Level Up your RAG: Tuning Embeddings on Vertex AI
Premises: This blog post is intended for demonstration only. The context, the code and image samples provided are intended for educational purposes and should not be considered within a commercial context.
Despite recent advancements, Large Language Models (LLMs) still face several challenges when used to enhance information retrieval and search applications. One significant challenge is hallucination, where LLMs generate information based on their interpretation of a query, potentially lacking in factuality.
Retrieval-Augmented Generation (RAG) is a solution to address this issue. RAG leverages a retrieval component to identify relevant information in a knowledge base before passing it to the LLM for generation. The retrieval component ensures the relevance of the retrieved information by leveraging a text embedding model and similarity-based ranking between queries and content. Consequently, its generated output is grounded to verified data.
In this scenario, a meaningful representation of both queries and content is essential for effective retrieval. However, pre-trained LLMs do not guarantee this representation for retrieval tasks with specific data. Fine-tuning the embedding model with retrieval-specific domain data is expected to significantly improve information retrieval capabilities.
On Google Cloud, Vertex AI provides a text-embeddings API to create text embeddings with pretrained textembedding-gecko and textembedding-gecko-multilingual text embedding models. In this article, you will learn how to tune the textembedding-gecko text embedding model for adapting to your retrieval-specific domain data.

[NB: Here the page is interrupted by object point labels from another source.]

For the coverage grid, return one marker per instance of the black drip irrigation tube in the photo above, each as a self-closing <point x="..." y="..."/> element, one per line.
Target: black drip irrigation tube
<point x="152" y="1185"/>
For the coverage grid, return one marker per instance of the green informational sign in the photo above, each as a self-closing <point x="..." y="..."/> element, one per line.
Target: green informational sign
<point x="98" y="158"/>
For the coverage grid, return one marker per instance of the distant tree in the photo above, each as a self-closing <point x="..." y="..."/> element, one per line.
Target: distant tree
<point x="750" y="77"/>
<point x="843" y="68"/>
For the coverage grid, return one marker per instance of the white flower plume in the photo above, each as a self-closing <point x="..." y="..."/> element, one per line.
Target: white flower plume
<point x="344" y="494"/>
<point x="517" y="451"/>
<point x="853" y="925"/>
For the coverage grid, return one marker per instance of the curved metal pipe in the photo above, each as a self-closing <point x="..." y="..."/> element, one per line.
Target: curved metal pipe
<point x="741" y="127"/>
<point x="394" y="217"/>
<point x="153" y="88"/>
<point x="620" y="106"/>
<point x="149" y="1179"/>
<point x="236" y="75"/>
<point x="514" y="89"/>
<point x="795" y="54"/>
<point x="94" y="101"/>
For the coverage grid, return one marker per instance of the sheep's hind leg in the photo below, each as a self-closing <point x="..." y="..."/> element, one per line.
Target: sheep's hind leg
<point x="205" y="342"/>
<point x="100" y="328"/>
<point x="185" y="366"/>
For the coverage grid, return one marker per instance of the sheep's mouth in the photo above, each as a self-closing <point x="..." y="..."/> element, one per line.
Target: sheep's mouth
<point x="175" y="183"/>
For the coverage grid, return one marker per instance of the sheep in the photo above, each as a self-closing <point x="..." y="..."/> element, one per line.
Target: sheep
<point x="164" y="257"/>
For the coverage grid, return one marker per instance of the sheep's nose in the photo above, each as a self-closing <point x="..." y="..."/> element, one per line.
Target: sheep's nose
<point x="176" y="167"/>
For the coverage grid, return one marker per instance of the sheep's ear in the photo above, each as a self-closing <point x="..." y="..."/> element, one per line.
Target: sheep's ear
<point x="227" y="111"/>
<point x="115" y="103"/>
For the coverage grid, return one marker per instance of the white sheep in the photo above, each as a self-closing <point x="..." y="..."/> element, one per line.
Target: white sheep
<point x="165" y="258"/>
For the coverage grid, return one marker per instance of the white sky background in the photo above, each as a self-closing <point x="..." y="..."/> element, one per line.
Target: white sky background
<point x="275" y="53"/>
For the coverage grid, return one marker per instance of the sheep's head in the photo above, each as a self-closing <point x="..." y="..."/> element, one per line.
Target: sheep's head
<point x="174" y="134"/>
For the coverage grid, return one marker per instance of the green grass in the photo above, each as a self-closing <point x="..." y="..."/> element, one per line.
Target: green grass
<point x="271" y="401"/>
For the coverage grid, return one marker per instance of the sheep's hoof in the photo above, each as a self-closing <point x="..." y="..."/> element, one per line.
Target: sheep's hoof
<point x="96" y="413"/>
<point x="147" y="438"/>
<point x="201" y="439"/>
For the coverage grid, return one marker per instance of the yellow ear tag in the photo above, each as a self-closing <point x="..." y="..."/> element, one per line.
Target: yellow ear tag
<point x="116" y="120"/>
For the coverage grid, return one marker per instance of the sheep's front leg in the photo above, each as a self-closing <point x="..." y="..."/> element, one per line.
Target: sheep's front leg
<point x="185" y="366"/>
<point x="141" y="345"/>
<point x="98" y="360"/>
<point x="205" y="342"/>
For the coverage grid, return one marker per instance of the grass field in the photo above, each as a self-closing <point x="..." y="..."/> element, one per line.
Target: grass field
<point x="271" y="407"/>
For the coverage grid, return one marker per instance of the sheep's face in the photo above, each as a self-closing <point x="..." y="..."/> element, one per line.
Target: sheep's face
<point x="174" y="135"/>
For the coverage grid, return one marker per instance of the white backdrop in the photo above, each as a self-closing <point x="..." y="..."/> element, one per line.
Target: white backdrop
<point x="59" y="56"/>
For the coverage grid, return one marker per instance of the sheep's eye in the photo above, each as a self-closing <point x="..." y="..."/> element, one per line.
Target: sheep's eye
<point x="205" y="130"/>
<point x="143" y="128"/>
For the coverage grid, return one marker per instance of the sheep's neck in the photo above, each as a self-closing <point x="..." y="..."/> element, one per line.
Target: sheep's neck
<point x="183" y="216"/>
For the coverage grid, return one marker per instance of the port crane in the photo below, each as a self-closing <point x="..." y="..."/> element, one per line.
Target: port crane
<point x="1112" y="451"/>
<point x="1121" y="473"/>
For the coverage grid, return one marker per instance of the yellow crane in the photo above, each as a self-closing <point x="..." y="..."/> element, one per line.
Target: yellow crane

By the end of this reading, you will have a better understanding of the process involved in tuning a text embedding model, covering key steps such as preparing the embeddings dataset, running a tuning job, evaluating model performance, and deploying the tuned model to retrieve relevant content.
Introduction to text embeddings on Vertex AI
On Google Cloud, Vertex AI’s text-embeddings API enables users to generate their text embeddings. The API offers various versions of Gecko, a well-performing, condensed and flexible text embedding model. Gecko’s retrieval performance results from a fundamental concept: extracting knowledge from expansive language models (LLMs) and incorporating it into a retriever. To know more about Gecko, check out the original paper.
On Vertex AI you can choose between the textembedding-gecko and textembedding-gecko-multilingual models depending on the languages of the document you want to represent. Also you can condition the way the embeddings are generated according to the downstream application and get better quality embeddings. For example, you can set RETRIEVAL_QUERY and RETRIEVAL_DOCUMENT tasks to specify that the query and the document are consumed for search and retrieval purposes respectively. Another parameter you can set is related to the dimensionality of the generated embeddings for storage optimization.
Both textembedding-gecko and textembedding-gecko-multilingual text embeddings foundation models have been trained on a large set of general text data. And if your use case involves domain-specific data (like financial documents), you may need to fine-tuning the text embedding model in order to enhance the performance of the RAG application you are developing.
In research, there are several approaches to fine-tune a text embedding model. For example, Cloud AI research recently introduced a novel framework, Search-Adaptor, for customizing LLMs for information retrieval in an efficient and robust way. According to the paper, Search-Adaptor does not require access to the LLM weights and modifies the pre-trained LLM embeddings by learning from paired query-document data, yielding significantly improved retrieval performance on target tasks.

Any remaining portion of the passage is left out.